The United Nations’ nuclear watchdog says Iran is honoring its commitments under the nuclear agreement it reached with world powers in 2015 a day after US President Donald Trump pulled Washington out of the landmark deal in defiance of international warnings.
The International Atomic Energy Agency (IAEA) issued a statement on Wednesday, reiterating that Iran is in full compliance with the terms of the Joint Comprehensive Plan of Action (JCPOA), a document that came out of years of negotiations between Iran on one the side and six world powers, namely the US, Russia, China, Germany, France, Britain, on the other, in July 2015.
“As of today, the IAEA can confirm that the nuclear-related commitments are being implemented by Iran,” said a statement by Yukiya Amano, director general of the Agency, which is tasked with monitoring the technical aspect of the JCPOA’s implementation.
The announcement came hours after Trump officially declared that his country is pulling out of the JCPOA, saying Washington will not only reinstate the anti-Iran sanctions that were lifted as part of the deal, but will also “be instituting the highest level of economic” bans against the Islamic Republic.
Trump made no mention in his Tuesday announcement about any act by Iran that could be interpreted as a violation of the JCPOA’s terms. He only lashed out at the deal, saying it had “weak” limits on Tehran’s nuclear program.
However, the IAEA statement contradicted Trump’s claim and said, “Iran is subject to the world’s most robust nuclear verification regime under the JCPOA, which is a significant verification gain.”

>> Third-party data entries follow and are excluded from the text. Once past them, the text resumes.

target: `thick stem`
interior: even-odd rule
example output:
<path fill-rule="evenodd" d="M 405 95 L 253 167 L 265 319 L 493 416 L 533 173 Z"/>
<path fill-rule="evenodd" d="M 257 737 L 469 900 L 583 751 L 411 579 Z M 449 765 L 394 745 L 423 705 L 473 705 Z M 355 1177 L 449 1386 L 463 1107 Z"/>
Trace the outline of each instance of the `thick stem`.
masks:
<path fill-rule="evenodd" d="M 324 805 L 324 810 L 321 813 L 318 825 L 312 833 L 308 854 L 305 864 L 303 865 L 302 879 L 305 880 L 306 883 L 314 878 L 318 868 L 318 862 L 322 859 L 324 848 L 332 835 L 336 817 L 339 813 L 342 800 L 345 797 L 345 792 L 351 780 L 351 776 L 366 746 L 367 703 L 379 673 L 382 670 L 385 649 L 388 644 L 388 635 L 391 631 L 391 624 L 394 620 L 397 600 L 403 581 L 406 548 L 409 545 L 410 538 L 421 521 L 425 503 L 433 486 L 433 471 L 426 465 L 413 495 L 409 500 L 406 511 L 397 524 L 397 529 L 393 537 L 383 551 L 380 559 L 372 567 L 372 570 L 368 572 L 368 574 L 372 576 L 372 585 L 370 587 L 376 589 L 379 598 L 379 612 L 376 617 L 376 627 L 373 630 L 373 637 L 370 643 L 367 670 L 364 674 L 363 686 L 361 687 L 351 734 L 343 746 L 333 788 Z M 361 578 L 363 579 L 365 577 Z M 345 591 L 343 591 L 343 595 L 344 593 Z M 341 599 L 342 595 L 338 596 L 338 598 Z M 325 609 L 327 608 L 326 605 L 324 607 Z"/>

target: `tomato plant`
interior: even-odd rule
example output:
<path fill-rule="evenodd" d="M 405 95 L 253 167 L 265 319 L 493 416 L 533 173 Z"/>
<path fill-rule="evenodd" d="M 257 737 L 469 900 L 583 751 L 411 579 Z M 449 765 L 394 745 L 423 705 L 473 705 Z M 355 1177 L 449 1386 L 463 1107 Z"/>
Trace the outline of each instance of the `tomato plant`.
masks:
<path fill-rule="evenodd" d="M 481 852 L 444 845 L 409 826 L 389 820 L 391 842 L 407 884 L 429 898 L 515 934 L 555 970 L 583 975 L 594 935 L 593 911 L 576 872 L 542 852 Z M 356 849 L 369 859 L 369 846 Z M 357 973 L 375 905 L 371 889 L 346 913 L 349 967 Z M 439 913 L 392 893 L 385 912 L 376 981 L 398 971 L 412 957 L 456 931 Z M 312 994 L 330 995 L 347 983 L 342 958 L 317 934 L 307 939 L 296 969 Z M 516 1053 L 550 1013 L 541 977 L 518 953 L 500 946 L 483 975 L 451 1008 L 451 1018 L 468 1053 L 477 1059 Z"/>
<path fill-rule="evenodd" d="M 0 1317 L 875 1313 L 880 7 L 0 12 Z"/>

Amano had said in March that the JCPOA had enabled the body’s inspectors to closely monitor Iran’s nuclear activities.
“Our inspection work has doubled since 2013. IAEA inspectors now spend 3,000 calendar days per year on the ground in Iran,” said Amano back then, adding that JCPOA’s failure “would be a great loss for nuclear verification and for multilateralism.”
Trump’s controversial announcement came despite recurrent calls from other parties to the JCPOA as well as the entire international community for the US to keep its side of the accord, which has been hailed by the world community as a victory for international diplomacy and teamwork.
Germany, Britain and France as well as the European Union have announced that they would remain in the agreement, insisting that the JCPOA is functioning properly.
The EU, Russia, China and Turkey rally behind Iran, trying to salvage the international nuclear pact after President Donald Trump pulled the United States out of the landmark accord.
The IAEA statement went on to say that it will continue to monitor Iran’s commitment to the deal despite US withdrawal from the agreement, which has been endorsed by UN Security Council Resolution 2231.
“As requested by the United Nations Security Council and authorized by the IAEA Board of Governors in 2015, the IAEA is verifying and monitoring Iran’s implementation of its nuclear-related commitments under the JCPOA,” said the IAEA statement.
The JCPOA went into effect in January 2016. The IAEA has since then confirmed Iran’s full compliance in numerous quarterly reports.
Inside Iran, senior officials have joined voices to condemn Trump’s attack against the JCPOA.
President Hassan Rouhani has said Iran will for now stay in the nuclear deal, and that the Foreign Ministry will be negotiating with the European countries, Russia, and China in the weeks to come before making any decision about the future of the deal.
“I have instructed the Iranian Atomic Energy Organization to take the necessary measures for future actions so that, if necessary, we can resume industrial enrichment without limit,” President Rouhani said.